Giter Club home page Giter Club logo

gm-sop's Introduction

Global Gated Mixture of Second-order Pooling for Improving Deep Convolutional Neural Networks

This is an implementation of GM-SOP(paper , supplemental) , created by Zilin Gao and Qilong Wang.

GM-SOP_arch

Introduction

In most of existing deep convolutional neural networks (CNNs) for classification, global average (first-order) pooling (GAP) has become a standard module to summarize activations of the last convolution layer as final representation for prediction. Recent researches show integration of higher-order pooling (HOP) methods clearly improves performance of deep CNNs. However, both GAP and existing HOP methods assume unimodal distributions, which cannot fully capture statistics of convolutional activations, limiting representation ability of deep CNNs, especially for samples with complex contents. To overcome the above limitation, this paper proposes a global Gated Mixture of Second-order Pooling (GM-SOP) method to further improve representation ability of deep CNNs. To this end, we introduce a sparsity-constrained gating mechanism and propose a novel parametric SOP as component of mixture model. Given a bank of SOP candidates, our method can adaptively choose Top-K(K > 1) candidates for each input sample through the sparsity-constrained gating module, and performs weighted sum of outputs of K selected candidates as representation of the sample. The proposed GM-SOP can flexibly accommodate a large number of personalized SOP candidates in an efficient way, leading to richer representations.

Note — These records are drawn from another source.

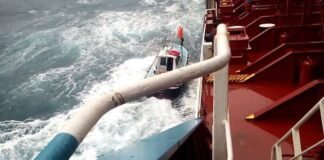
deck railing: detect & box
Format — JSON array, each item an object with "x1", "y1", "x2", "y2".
[
  {"x1": 271, "y1": 97, "x2": 324, "y2": 160},
  {"x1": 36, "y1": 24, "x2": 230, "y2": 160},
  {"x1": 212, "y1": 23, "x2": 233, "y2": 160}
]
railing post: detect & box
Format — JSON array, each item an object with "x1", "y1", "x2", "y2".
[
  {"x1": 275, "y1": 144, "x2": 282, "y2": 160},
  {"x1": 291, "y1": 128, "x2": 303, "y2": 160},
  {"x1": 319, "y1": 100, "x2": 324, "y2": 134},
  {"x1": 212, "y1": 25, "x2": 230, "y2": 160}
]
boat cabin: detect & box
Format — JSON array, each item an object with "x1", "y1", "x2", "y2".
[{"x1": 153, "y1": 55, "x2": 176, "y2": 75}]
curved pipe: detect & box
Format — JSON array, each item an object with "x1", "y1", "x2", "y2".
[{"x1": 36, "y1": 24, "x2": 230, "y2": 160}]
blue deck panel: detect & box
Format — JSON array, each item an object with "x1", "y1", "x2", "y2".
[{"x1": 102, "y1": 119, "x2": 202, "y2": 160}]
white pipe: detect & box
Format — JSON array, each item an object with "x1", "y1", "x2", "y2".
[{"x1": 63, "y1": 24, "x2": 230, "y2": 143}]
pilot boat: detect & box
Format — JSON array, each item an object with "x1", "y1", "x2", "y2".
[{"x1": 146, "y1": 45, "x2": 189, "y2": 98}]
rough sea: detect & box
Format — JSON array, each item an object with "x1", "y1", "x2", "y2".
[{"x1": 0, "y1": 0, "x2": 204, "y2": 160}]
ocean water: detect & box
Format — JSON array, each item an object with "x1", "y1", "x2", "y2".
[{"x1": 0, "y1": 0, "x2": 204, "y2": 160}]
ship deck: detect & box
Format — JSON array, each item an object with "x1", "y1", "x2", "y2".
[{"x1": 201, "y1": 0, "x2": 324, "y2": 160}]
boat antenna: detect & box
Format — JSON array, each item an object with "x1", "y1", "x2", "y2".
[{"x1": 177, "y1": 25, "x2": 184, "y2": 46}]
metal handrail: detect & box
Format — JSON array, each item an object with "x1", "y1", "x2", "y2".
[
  {"x1": 195, "y1": 21, "x2": 206, "y2": 118},
  {"x1": 271, "y1": 97, "x2": 324, "y2": 160},
  {"x1": 36, "y1": 24, "x2": 230, "y2": 160}
]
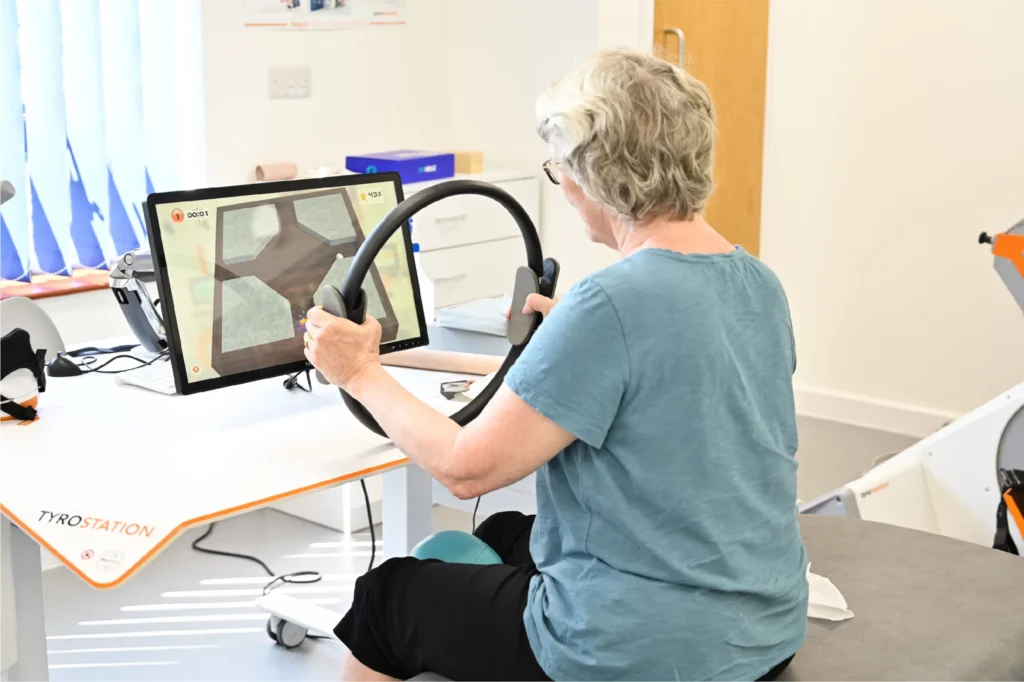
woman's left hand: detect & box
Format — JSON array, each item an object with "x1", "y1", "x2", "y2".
[{"x1": 304, "y1": 306, "x2": 381, "y2": 390}]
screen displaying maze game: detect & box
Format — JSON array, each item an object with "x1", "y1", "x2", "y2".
[{"x1": 156, "y1": 181, "x2": 421, "y2": 383}]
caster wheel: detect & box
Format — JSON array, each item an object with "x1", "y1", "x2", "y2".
[{"x1": 273, "y1": 619, "x2": 308, "y2": 649}]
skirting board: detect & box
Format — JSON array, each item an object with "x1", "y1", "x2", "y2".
[{"x1": 796, "y1": 386, "x2": 959, "y2": 438}]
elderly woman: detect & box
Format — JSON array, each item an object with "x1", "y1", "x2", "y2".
[{"x1": 307, "y1": 51, "x2": 807, "y2": 680}]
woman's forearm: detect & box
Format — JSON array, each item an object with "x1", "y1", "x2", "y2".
[{"x1": 348, "y1": 365, "x2": 467, "y2": 495}]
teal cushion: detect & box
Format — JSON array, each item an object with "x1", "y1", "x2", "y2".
[{"x1": 412, "y1": 530, "x2": 502, "y2": 564}]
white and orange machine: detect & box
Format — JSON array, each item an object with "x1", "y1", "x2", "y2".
[{"x1": 801, "y1": 220, "x2": 1024, "y2": 554}]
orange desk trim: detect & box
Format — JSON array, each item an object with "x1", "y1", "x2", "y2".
[{"x1": 0, "y1": 458, "x2": 409, "y2": 590}]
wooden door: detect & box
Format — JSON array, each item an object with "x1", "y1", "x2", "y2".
[{"x1": 654, "y1": 0, "x2": 768, "y2": 255}]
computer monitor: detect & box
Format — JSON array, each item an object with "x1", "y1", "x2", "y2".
[{"x1": 146, "y1": 173, "x2": 427, "y2": 394}]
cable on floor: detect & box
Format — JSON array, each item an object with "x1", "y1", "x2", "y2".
[
  {"x1": 359, "y1": 478, "x2": 377, "y2": 572},
  {"x1": 473, "y1": 495, "x2": 483, "y2": 532},
  {"x1": 191, "y1": 521, "x2": 323, "y2": 594}
]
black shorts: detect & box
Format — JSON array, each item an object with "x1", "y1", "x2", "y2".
[
  {"x1": 334, "y1": 512, "x2": 793, "y2": 680},
  {"x1": 334, "y1": 512, "x2": 549, "y2": 680}
]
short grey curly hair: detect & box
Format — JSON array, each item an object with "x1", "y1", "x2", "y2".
[{"x1": 537, "y1": 50, "x2": 715, "y2": 224}]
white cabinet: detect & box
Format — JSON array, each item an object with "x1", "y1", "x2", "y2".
[{"x1": 403, "y1": 171, "x2": 541, "y2": 318}]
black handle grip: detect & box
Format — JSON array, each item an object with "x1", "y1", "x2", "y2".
[{"x1": 333, "y1": 180, "x2": 558, "y2": 437}]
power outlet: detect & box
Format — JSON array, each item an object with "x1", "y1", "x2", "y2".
[{"x1": 266, "y1": 67, "x2": 312, "y2": 99}]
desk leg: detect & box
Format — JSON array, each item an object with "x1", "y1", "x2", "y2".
[
  {"x1": 384, "y1": 465, "x2": 434, "y2": 558},
  {"x1": 2, "y1": 518, "x2": 49, "y2": 682}
]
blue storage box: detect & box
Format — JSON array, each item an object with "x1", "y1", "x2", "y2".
[{"x1": 345, "y1": 150, "x2": 455, "y2": 183}]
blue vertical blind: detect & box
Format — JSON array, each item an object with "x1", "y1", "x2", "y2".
[{"x1": 0, "y1": 0, "x2": 192, "y2": 282}]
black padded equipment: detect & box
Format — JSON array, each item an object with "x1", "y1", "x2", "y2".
[{"x1": 324, "y1": 180, "x2": 559, "y2": 437}]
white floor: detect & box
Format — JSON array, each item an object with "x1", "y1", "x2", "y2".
[
  {"x1": 37, "y1": 507, "x2": 470, "y2": 682},
  {"x1": 37, "y1": 418, "x2": 914, "y2": 682}
]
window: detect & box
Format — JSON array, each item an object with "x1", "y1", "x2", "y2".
[{"x1": 0, "y1": 0, "x2": 203, "y2": 295}]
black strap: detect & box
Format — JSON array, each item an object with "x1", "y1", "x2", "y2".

The deep networks with our GM-SOP can be end-to-end trained, having potential to characterize complex, multi-modal distributions. The proposed method is evaluated on two large scale image benchmarks (i.e., downsampled ImageNet-1K and Places365), and experimental results show our GM-SOP is superior to its counterparts and achieves very competitive performance.

Citation

@InProceedings{Wang_2018_NeurIPS,
	author = {Wang, Qilong and Gao, Zilin and Xie, Jiangtao and Zuo, Wangmeng and Li, Peihua},
	title = {Global Gated Mixture of Second-order Pooling for Improving Deep Convolutional Neural Networks},
	journal = {Neural Information Processing Systems (NeurIPS)},
	year = {2018}
}

Datasets

We evaluated our method on two large-scale datasets:

Dataset Image Size Training Set Val Set Class Download
Downsampled ImageNet-1K* 64x64 1.28M 50K 1000 13G: Google Drive | Baidu Yun
Downsampled Places-365 ** 100x100 1.8M 182K 365 45G

*The work[arxiv] provides a downsampled version of ImageNet-1K dataset. In this work, each image in ImageNet dataset (including both training set and validation set) is downsampled by box sampling method to the size of 64x64, resulting in a downsampled ImageNet-1K dataset with same quantity samples and lower resolution. As it descripted, downsampled ImageNet-1K dataset might represent a viable alternative to the CIFAR datasets while dealing with more complex data and classes.
Based on above work, we prepare one copy of downsampled ImageNet-1K in .mat form for public use. To be specific, on each part of original downsampled ImageNet-1K dataset file, we use unpickle function in python enviroment followed with scipy.io.savemat to convert the original file into .mat format, finally concatenate all parts into one full .mat file.
Downsampled ImageNet-1K MD5code: fe50ac93f74744b970b3102e14e69768

**We downsample all images to 100x100 by imresize function in matlab with bicubic interpolation method.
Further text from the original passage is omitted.